How to perform Question Answering on Multiple JSON Files: Beyond SQL Query Generation with LLMs

Hello OpenAI Community,

I am currently exploring various approaches to implement a question-answering system on multiple JSON files. Here’s a quick summary of the methods I have already implemented:

  1. SQL Query Generation with LLMs:
  • I built a system where the user’s natural language query is converted into an SQL query using an LLM.
  • The generated SQL query is then executed on a relational database to fetch the relevant records.
  1. MongoDB Query Generation with LLMs:
  • Similarly, I developed a system where the user’s natural language query is translated into a MongoDB query using an LLM.
  • The generated MongoDB query is then executed on a MongoDB database to retrieve relevant data.
  1. LangChain JSON Toolkit:
  • Using LangChain’s JSON Toolkit agent, I implemented a solution to handle question answering on JSON files by generating relevant MongoDB queries via an LLM and executing them on the database.
  1. Combined JSON Data with Python Code Generation:
  • I combined all JSON file data and used an LLM to generate Python code dynamically to query the combined data programmatically.

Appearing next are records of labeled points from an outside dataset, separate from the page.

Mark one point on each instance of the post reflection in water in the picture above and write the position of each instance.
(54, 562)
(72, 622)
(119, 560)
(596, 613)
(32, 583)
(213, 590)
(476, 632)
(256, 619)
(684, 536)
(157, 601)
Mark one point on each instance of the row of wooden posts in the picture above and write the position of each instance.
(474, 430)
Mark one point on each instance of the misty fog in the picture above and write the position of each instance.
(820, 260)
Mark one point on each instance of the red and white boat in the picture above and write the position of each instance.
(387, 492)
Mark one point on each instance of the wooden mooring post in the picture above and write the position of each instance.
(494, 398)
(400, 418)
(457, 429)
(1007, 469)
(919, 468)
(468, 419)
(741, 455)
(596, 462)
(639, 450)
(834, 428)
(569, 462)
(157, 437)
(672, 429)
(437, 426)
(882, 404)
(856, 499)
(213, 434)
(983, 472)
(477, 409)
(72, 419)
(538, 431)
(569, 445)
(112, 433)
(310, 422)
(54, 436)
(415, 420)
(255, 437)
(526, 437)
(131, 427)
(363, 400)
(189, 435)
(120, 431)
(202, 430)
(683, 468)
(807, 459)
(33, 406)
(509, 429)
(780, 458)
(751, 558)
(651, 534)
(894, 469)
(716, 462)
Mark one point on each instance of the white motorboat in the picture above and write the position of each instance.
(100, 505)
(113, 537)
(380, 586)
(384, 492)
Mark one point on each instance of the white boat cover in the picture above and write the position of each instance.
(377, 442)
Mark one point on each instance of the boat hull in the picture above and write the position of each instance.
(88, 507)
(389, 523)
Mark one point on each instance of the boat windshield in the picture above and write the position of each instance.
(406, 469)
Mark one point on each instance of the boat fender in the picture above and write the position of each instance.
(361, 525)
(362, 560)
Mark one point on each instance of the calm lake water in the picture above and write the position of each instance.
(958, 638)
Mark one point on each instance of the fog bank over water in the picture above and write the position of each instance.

While these methods have been effective, I am now seeking alternative approaches to enhance the robustness and versatility of my system. Specifically, I would like to explore methods that:

  • Do not rely solely on query generation.
  • Are suitable for handling unstructured or semi-structured JSON data.
  • Optimize for scalability and efficiency when dealing with large JSON datasets.

I would love to hear your suggestions, insights, and any other possible approaches or tools that could help me improve my system!

Looking forward to your ideas and recommendations.